In der IHK-Beratung sind fast dreieinhalb Mal so viele Hotel- und Gastronomie-Unternehmen, wie sich Nachfragende dafür finden würden. In der personalintensiven Branche berichten viele Betriebe, dass sie kaum Personal rekrutieren können – während der Pandemie haben viele Fachkräfte der Branche den Rücken gekehrt. Oftmals fehlt zudem die Bereitschaft zum entsprechenden Arbeits- und Zeiteinsatz. Investitionsstaus und die Notwendigkeit, viele staatliche Auflagen wie etwa Hygiene- und Brandschutzbestimmungen zu erfüllen und auch oft bauliche Veränderungen vorzunehmen, erhöhen die bürokratischen und finanziellen Belastungen. 

Zudem müssen oft hohe Mieten gezahlt oder die Übernahme von Immobilien finanziert werden, was in der Summe Nachfolgerinnen und Nachfolger finanziell oft überfordert. Zudem berichten die Betriebe von weniger Gästen und Kaufzurückhaltung. Die Gewinnmargen reichen häufig nicht aus, um Investitionsstaus aufzulösen. Gerade auch in ländlichen Regionen können Gastronomiebetriebe bisweilen kein auskömmliches Kundenaufkommen generieren. 

Häufig fehlen darüber hinaus die Mittel, um Konzepte an (neue) Zielgruppen anzupassen (Nachhaltigkeit, Zero Waste, Mehrwegpflicht für die Gastronomie, Chatbots für die Online-Kundeninteraktion, Online-Lieferservice-Portale et cetera). 

Fast 2.500 der von den IHKs beratenen Nachfolgeunternehmen entstammen dem Handel, der mit 25 Prozent den höchsten Anteil an abzugebenden Betrieben ausmacht. Der stationäre Handel ist stark von der Attraktivität der Innenstädte geprägt, hier berichten viele IHKs von Problemen. Viele haben überdies Schwierigkeiten, geeignetes Fachpersonal zu finden. Hinzu kommen Kaufzurückhaltung breiter Kundenschichten und wachsender Wettbewerbsdruck durch den Online-Handel. 
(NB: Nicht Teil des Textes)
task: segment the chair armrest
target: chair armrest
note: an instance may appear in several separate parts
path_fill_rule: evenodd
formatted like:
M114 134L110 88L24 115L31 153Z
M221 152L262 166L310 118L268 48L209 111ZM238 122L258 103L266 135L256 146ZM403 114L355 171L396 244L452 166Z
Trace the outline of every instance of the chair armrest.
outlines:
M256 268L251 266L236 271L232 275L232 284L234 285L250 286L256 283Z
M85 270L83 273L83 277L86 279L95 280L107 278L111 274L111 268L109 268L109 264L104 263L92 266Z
All das dämpft die Attraktivität vieler Läden und Geschäfte für potenzielle Nachfolgerinnen und Nachfolger. Auch der Online-Handel ist kein Selbstläufer – für Werbung und Marketing muss inzwischen häufig ein sehr hoher Aufwand betrieben werden, um genug potenzielle Kunden zu erreichen. Investitionsstaus auch mangels ausreichender Digitalisierung und Renovierungsbedarfe erschweren die Finanzierung und erhöhen das Risiko für Nachfolger. Die Problemlagen werden erschwert, wenn das Unternehmen es vernachlässigt hat, auf geänderte Kundenbedürfnisse einzugehen oder zeitgemäße Prozesse einzuführen (beispielsweise moderne Bezahlsysteme oder Warenwirtschaftssysteme). 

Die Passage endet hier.